We are looking for a viable design pattern for building Scalacheck Gen (generators) that can produce both positive and negative test scenarios. This will allow us to run forAll tests to validate functionality (positive cases), and also verify that our case class validation works correctly by failing on all invalid combinations of data.
Making a simple, parameterized Gen that does this on a one-off basis is pretty easy. For example:
def idGen(valid: Boolean = true): Gen[String] = Gen.oneOf(ID.values.toList).map(s => if (valid) s else Gen.oneOf(simpleRandomCode(4), "").sample.get)
With the above, I can get a valid or invalid ID for testing purposes. The valid one, I use to make sure business logic succeeds. The invalid one, I use to make sure our validation logic rejects the case class.
Ok, so -- problem is, on a large scale, this becomes very unwieldly. Let's say I have a data container with, oh, 100 different elements. Generating a "good" one is easy. But now, I want to generate a "bad" one, and furthermore:
I want to generate a bad one for each data element, where a single data element is bad (so at minimum, at least 100 bad instances, testing that each invalid parameter is caught by validation logic).
I want to be able to override specific elements, for instance feeding in a bad ID or a bad "foobar." Whatever that is.
One pattern we can look to for inspiration is apply and copy, which allows us to easily compose new objects while specifying overridden values. For example:
val f = Foo("a", "b") // f: Foo = Foo(a,b)
val t = Foo.unapply(f) // t: Option[(String, String)] = Some((a,b))
Foo(t.get._1, "c") // res0: Foo = Foo(a,c)
Above we see the basic idea of creating a mutating object from the template of another object. This is more easily expressed in Scala as:
val f = someFoo copy(b = "c")
Using this as inspiration we can think about our objectives. A few things to think about:
First, we could define a map or a container of key/values for the data element and generated value. This could be used in place of a tuple to support named value mutation.
Given a container of key/value pairs, we could easily select one (or more) pairs at random and change a value. This supports the objective of generating a data set where one value is altered to create failure.

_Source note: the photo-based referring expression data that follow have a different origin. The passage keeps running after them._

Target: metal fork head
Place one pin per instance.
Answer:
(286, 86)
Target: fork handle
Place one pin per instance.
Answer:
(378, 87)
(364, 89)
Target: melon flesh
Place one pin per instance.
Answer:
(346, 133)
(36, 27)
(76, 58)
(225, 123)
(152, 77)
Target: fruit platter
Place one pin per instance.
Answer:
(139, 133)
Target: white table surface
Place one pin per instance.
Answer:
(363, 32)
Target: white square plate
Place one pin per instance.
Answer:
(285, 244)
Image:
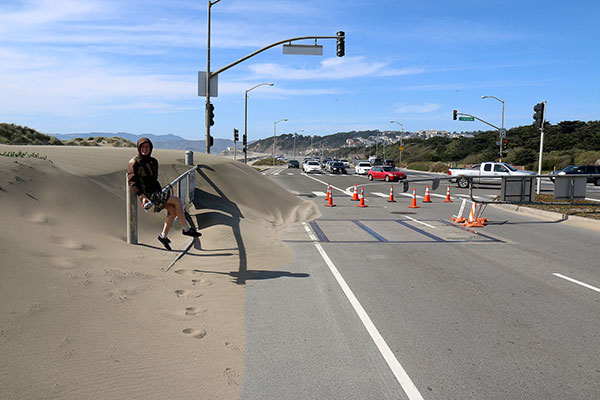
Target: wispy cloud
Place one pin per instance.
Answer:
(331, 68)
(416, 108)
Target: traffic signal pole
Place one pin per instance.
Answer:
(340, 37)
(540, 117)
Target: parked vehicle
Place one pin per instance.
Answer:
(386, 173)
(362, 168)
(311, 166)
(484, 173)
(581, 170)
(389, 162)
(337, 167)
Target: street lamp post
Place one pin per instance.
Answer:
(401, 140)
(207, 110)
(274, 136)
(246, 118)
(295, 135)
(502, 124)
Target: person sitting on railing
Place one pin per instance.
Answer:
(142, 174)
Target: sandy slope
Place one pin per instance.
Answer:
(85, 315)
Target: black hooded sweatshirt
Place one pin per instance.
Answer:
(142, 171)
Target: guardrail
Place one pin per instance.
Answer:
(519, 189)
(184, 185)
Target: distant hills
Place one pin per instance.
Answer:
(169, 141)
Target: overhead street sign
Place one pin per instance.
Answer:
(310, 50)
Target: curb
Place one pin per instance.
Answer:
(574, 220)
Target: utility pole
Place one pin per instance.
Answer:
(539, 118)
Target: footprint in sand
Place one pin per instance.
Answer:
(187, 294)
(234, 347)
(62, 263)
(195, 333)
(193, 311)
(204, 282)
(69, 244)
(188, 272)
(233, 378)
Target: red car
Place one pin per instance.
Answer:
(386, 173)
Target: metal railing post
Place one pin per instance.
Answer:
(131, 214)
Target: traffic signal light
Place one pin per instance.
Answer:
(341, 46)
(538, 117)
(211, 114)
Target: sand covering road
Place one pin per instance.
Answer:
(85, 315)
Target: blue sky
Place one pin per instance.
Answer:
(71, 66)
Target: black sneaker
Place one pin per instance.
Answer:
(191, 232)
(165, 242)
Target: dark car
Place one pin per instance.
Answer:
(581, 170)
(337, 167)
(386, 173)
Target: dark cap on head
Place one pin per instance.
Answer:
(141, 141)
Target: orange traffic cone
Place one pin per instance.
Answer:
(355, 195)
(414, 202)
(472, 222)
(330, 202)
(448, 196)
(427, 198)
(459, 219)
(391, 199)
(362, 198)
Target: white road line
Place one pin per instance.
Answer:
(407, 384)
(335, 187)
(419, 222)
(410, 195)
(469, 197)
(577, 282)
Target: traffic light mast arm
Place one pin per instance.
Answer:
(225, 68)
(478, 119)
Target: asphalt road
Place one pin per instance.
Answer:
(391, 302)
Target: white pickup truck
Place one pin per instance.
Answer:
(484, 173)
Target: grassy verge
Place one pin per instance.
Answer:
(587, 211)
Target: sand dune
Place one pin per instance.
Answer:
(85, 315)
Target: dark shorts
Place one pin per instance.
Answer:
(160, 199)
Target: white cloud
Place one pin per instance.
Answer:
(330, 68)
(416, 108)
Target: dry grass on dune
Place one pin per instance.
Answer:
(85, 315)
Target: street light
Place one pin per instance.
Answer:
(245, 141)
(295, 135)
(502, 125)
(274, 135)
(401, 140)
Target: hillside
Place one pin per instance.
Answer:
(21, 135)
(568, 142)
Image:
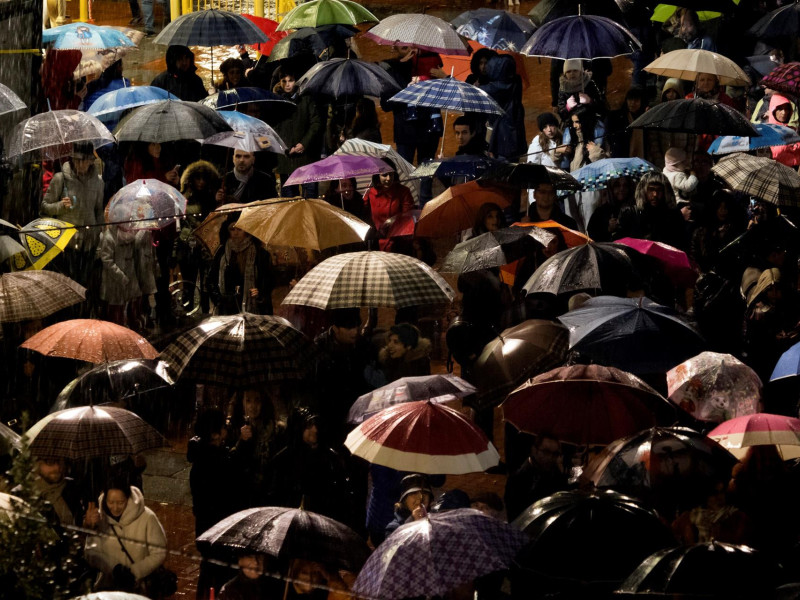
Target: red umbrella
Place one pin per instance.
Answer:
(423, 437)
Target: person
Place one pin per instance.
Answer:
(240, 276)
(130, 542)
(180, 78)
(245, 183)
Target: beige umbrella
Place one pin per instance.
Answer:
(688, 64)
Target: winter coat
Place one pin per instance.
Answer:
(141, 533)
(128, 265)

Given such a container, we can easily create a new object from the invalid collection of values (using either
apply()or some other technique).Alternatively, perhaps we can develop a pattern that uses a tuple and then just
apply()it, kind of like thecopymethod, as long as we can still randomly alter one or more values.
We can probably explore developing a reusable pattern that does something like this:
def thingGen(invalidValueCount: Int): Gen[Thing] = ???
def someTest = forAll(thingGen) { v => invalidV = v.invalidate(1); validate(invalidV) must beFalse }
In the above code, we have a generator thingGen that returns (valid) Things. Then for all instances returned, we invoke a generic method invalidate(count: Int) which will randomly invalidate count values, returning an invalid object. We can then use that to ascertain whether our validation logic works correctly.
This would require defining an invalidate() function that, given a parameter (either by name, or by position) can then replace the identified parameter with a value that is known to be bad. This implies have an "anti-generator" for specific values, for instance, if an ID must be 3 characters, then it knows to create a string that is anything but 3 characters long.
Of course to invalidate a known, single parameter (to inject bad data into a test condition) we can simply use the copy method:
def thingGen(invalidValueCount: Int): Gen[Thing] = ???
def someTest = forAll(thingGen) { v => v2 = v copy(id = "xxx"); validate(v2) must beFalse }
That is the sum of my thinking to date. Am I barking up the wrong tree? Are there good patterns out there that handle this kind of testing? Any commentary or suggestions on how best to approach this problem of testing our validation logic?